La réalité du métier devait vite se révéler beaucoup plus terre à terre car ce que j’avais oublié dans le discours de Lindahl, c’est que, dans la grande majorité des cas, les analyses génétiques nous laisseraient bredouilles, faute d’ADN encore préservé. Il faudrait donc répéter les tentatives un nombre incalculable de fois avant d’espérer pouvoir obtenir des résultats fiables et décrypter des bribes de l’information génétique d’espèces éteintes. Me voici donc, trois années de thèse plus tard, avec près de 300 fossiles réduits en poudre, plus de 800 tentatives d’amplification de courts fragments d’ADN et plusieurs milliers de réactions de séquençage à mon actif, au bord de l’épuisement, mais très fier d’avoir pu enrichir notre connaissance de quelque 60 000 lettres de l’information génétique portée jadis par des ours des cavernes, des rhinocéros à poil laineux et autres chevaux natifs des Amériques.
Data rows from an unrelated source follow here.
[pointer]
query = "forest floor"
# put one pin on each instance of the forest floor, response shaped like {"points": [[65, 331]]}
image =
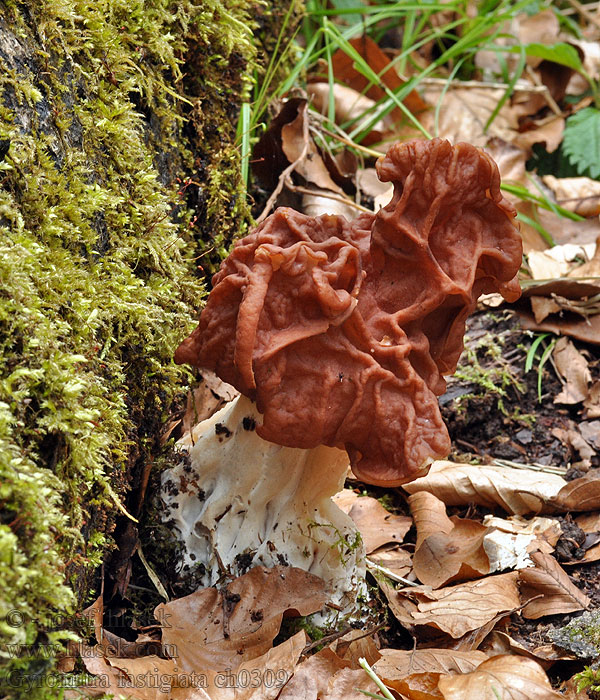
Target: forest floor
{"points": [[483, 576]]}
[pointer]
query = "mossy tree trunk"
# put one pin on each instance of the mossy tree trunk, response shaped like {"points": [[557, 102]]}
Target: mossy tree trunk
{"points": [[118, 167]]}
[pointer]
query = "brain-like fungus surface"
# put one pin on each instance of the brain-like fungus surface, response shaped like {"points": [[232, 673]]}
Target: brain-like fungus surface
{"points": [[341, 332]]}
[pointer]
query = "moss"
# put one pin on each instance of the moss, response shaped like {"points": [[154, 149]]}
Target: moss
{"points": [[119, 118]]}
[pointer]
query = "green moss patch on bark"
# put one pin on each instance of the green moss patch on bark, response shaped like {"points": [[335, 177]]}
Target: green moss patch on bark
{"points": [[117, 158]]}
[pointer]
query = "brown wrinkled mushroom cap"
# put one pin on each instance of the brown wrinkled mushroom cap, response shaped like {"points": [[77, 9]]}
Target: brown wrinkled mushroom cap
{"points": [[341, 331]]}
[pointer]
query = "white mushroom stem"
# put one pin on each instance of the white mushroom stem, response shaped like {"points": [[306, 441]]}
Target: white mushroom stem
{"points": [[240, 501]]}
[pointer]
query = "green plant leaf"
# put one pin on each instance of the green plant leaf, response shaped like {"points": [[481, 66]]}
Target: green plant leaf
{"points": [[564, 54], [581, 141]]}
À bien y regarder, ce n’était finalement pas grand-chose, c’était même dérisoire. Aujourd’hui, il n’est pas rare qu’un laboratoire d’ADN ancien puisse générer en une année des centaines de milliards de séquences anciennes et reconstruire avec elles les génomes de centaines d’individus anciens. En 2019, par exemple, mon laboratoire a généré un volume de séquences équivalant à près de 30 millions de fois le contenu génétique déchiffré dans ma thèse ! Si le chiffre en dit peut-être long sur mes propres capacités expérimentales, il témoigne surtout de l’étendue du changement technologique qui s’est opéré en deux décennies. Car Lindahl lui-même, dans son article de 1997, ne se référait encore à rien de plus que les 378 lettres de l’ADN néandertalien que le groupe de Svante Pääbo venait alors de séquencer. Ce même groupe dut attendre 2010 et les technologies de nouvelle génération pour venir à bout des quelque 3 milliards de lettres restantes.
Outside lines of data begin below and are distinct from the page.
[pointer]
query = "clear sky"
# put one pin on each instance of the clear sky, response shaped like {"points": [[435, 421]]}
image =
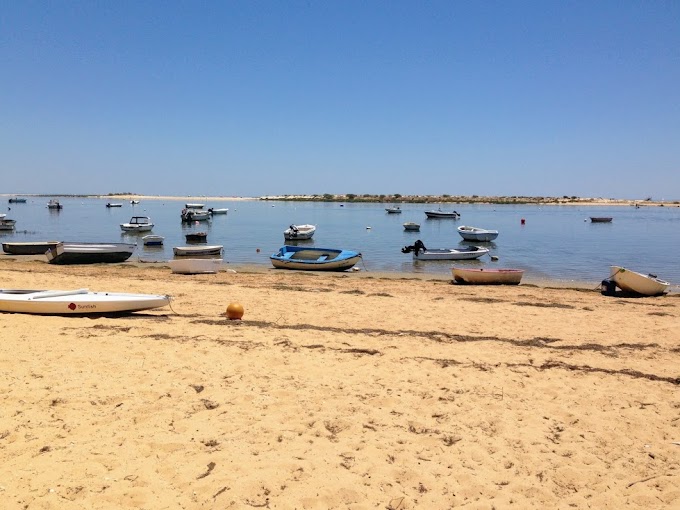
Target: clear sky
{"points": [[262, 97]]}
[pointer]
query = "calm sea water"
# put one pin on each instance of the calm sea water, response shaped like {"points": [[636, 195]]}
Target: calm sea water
{"points": [[555, 243]]}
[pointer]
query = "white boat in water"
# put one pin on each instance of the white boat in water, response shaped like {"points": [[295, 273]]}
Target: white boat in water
{"points": [[487, 276], [477, 234], [195, 266], [137, 224], [299, 232], [79, 301], [89, 253], [638, 283], [420, 252], [187, 251], [152, 240]]}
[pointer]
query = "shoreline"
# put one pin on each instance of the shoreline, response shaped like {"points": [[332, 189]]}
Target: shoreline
{"points": [[338, 392], [411, 199]]}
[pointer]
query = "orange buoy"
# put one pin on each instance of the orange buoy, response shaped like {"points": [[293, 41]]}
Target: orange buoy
{"points": [[234, 311]]}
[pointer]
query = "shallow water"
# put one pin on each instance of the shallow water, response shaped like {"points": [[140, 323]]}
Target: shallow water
{"points": [[554, 243]]}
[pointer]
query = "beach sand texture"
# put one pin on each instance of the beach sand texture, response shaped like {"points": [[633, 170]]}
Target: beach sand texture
{"points": [[338, 392]]}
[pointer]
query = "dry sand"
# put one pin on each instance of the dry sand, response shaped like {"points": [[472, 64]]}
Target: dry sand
{"points": [[338, 392]]}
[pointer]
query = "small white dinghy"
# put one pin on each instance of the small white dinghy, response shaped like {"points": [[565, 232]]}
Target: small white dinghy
{"points": [[78, 301], [630, 281], [195, 266]]}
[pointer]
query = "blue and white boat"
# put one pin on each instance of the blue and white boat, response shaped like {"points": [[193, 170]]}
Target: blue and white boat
{"points": [[314, 259]]}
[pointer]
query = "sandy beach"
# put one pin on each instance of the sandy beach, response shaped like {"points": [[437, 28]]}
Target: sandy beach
{"points": [[338, 391]]}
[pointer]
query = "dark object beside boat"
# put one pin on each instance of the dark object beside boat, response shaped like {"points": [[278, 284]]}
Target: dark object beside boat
{"points": [[29, 248]]}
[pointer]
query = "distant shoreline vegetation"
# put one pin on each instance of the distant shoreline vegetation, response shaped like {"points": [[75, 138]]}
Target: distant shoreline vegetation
{"points": [[388, 199]]}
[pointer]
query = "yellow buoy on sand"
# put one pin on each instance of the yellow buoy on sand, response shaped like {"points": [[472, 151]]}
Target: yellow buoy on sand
{"points": [[234, 311]]}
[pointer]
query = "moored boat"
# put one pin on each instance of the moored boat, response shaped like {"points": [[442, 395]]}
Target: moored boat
{"points": [[187, 251], [138, 224], [442, 214], [477, 234], [29, 247], [153, 240], [420, 252], [89, 253], [299, 232], [78, 301], [195, 266], [483, 276], [638, 283], [314, 259]]}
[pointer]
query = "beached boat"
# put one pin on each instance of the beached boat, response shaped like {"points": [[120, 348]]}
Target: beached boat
{"points": [[137, 224], [6, 224], [197, 237], [299, 232], [189, 251], [442, 214], [487, 276], [152, 240], [195, 266], [189, 215], [89, 253], [638, 283], [74, 302], [314, 259], [420, 252], [29, 247], [477, 234]]}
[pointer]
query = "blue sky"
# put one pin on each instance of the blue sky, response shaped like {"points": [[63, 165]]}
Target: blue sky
{"points": [[250, 98]]}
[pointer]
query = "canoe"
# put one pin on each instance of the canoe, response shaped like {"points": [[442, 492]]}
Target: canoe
{"points": [[187, 251], [197, 237], [299, 232], [314, 259], [442, 214], [487, 276], [477, 234], [89, 253], [79, 301], [137, 224], [638, 283], [153, 240], [195, 266], [29, 248]]}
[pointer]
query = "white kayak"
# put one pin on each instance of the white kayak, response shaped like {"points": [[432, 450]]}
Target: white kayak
{"points": [[78, 301]]}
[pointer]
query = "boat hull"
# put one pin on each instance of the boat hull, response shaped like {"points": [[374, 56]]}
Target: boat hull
{"points": [[89, 253], [451, 254], [638, 283], [314, 259], [188, 251], [487, 276], [195, 266], [77, 302], [477, 234], [37, 248]]}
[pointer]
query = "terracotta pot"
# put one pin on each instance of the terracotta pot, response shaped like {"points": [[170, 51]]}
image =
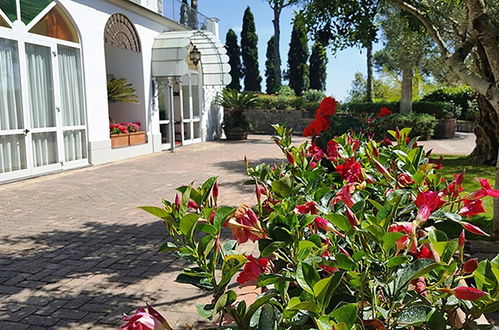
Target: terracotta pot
{"points": [[236, 133], [119, 140], [137, 138]]}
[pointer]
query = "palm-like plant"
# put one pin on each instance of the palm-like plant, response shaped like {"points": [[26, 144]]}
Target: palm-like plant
{"points": [[234, 103], [120, 90]]}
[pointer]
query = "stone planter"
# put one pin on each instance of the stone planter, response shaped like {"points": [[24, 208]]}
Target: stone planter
{"points": [[136, 138], [119, 140], [236, 133], [445, 129]]}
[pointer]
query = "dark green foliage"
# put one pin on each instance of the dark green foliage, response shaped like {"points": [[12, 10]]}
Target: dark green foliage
{"points": [[120, 90], [298, 70], [272, 84], [234, 53], [438, 109], [249, 44], [318, 67], [463, 98]]}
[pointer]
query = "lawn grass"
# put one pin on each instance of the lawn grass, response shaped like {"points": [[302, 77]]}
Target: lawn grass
{"points": [[456, 164]]}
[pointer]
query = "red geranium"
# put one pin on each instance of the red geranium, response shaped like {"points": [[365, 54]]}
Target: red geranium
{"points": [[252, 269], [350, 170]]}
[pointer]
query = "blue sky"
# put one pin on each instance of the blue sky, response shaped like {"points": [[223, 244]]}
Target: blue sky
{"points": [[341, 67]]}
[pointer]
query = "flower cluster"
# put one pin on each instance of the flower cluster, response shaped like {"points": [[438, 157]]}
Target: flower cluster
{"points": [[124, 128], [351, 233]]}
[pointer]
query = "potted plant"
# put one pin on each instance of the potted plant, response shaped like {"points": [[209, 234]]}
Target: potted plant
{"points": [[235, 124], [136, 136], [119, 135]]}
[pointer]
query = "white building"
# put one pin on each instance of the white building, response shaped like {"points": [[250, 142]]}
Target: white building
{"points": [[56, 58]]}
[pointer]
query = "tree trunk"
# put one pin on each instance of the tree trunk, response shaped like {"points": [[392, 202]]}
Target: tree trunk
{"points": [[277, 43], [487, 133], [406, 97], [369, 88]]}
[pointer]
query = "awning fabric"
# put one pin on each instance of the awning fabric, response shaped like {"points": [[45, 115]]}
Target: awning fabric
{"points": [[171, 49]]}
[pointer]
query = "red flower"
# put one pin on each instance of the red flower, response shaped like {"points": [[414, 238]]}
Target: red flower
{"points": [[407, 228], [486, 190], [383, 112], [470, 265], [467, 293], [423, 252], [427, 202], [252, 269], [404, 180], [473, 229], [471, 207], [308, 207], [344, 195], [245, 225], [350, 170]]}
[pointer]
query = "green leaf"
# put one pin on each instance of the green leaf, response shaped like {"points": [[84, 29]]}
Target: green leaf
{"points": [[414, 270], [436, 320], [187, 224], [346, 314], [414, 315], [324, 289], [389, 240], [344, 262], [156, 211], [231, 265], [255, 305], [397, 261], [221, 216], [306, 276]]}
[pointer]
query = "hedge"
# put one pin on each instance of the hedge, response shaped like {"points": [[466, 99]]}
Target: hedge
{"points": [[437, 109]]}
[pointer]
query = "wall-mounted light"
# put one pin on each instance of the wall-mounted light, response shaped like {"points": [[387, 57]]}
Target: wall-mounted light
{"points": [[195, 55]]}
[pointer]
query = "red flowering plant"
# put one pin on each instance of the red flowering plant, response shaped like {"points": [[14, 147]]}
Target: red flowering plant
{"points": [[347, 239]]}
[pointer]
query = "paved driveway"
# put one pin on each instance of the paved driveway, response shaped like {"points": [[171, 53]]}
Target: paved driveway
{"points": [[75, 252]]}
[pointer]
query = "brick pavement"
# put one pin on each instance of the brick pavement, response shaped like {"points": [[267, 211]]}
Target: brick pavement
{"points": [[75, 252]]}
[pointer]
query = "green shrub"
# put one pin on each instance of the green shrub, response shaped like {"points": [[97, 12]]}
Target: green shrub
{"points": [[283, 102], [313, 95], [437, 109], [265, 102], [463, 99], [423, 125], [286, 91]]}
Une technologie révolutionnaire
Voyons donc ce qui a changé depuis. Au milieu des années 2000, le monde des technologies de séquençage de l’ADN allait connaître une profonde révolution avec l’essor de tout nouveaux instruments. Bien qu’ils exploitassent des approches différentes, ces derniers avaient pour point commun de pouvoir générer de très nombreuses réactions de séquençage en parallèle en des temps records et d’être limités quant à la taille des séquences obtenues – quelques dizaines de lettres consécutives, tout au plus une centaine. Certes, cela représenterait une vraie limite pour ceux qui sont habitués à manipuler des longues molécules d’ADN frais. Mais, pour ceux qui manipulaient de l’ADN ancien, qui subsiste au mieux à l’état de modestes fragments, la technologie semblait taillée sur mesure.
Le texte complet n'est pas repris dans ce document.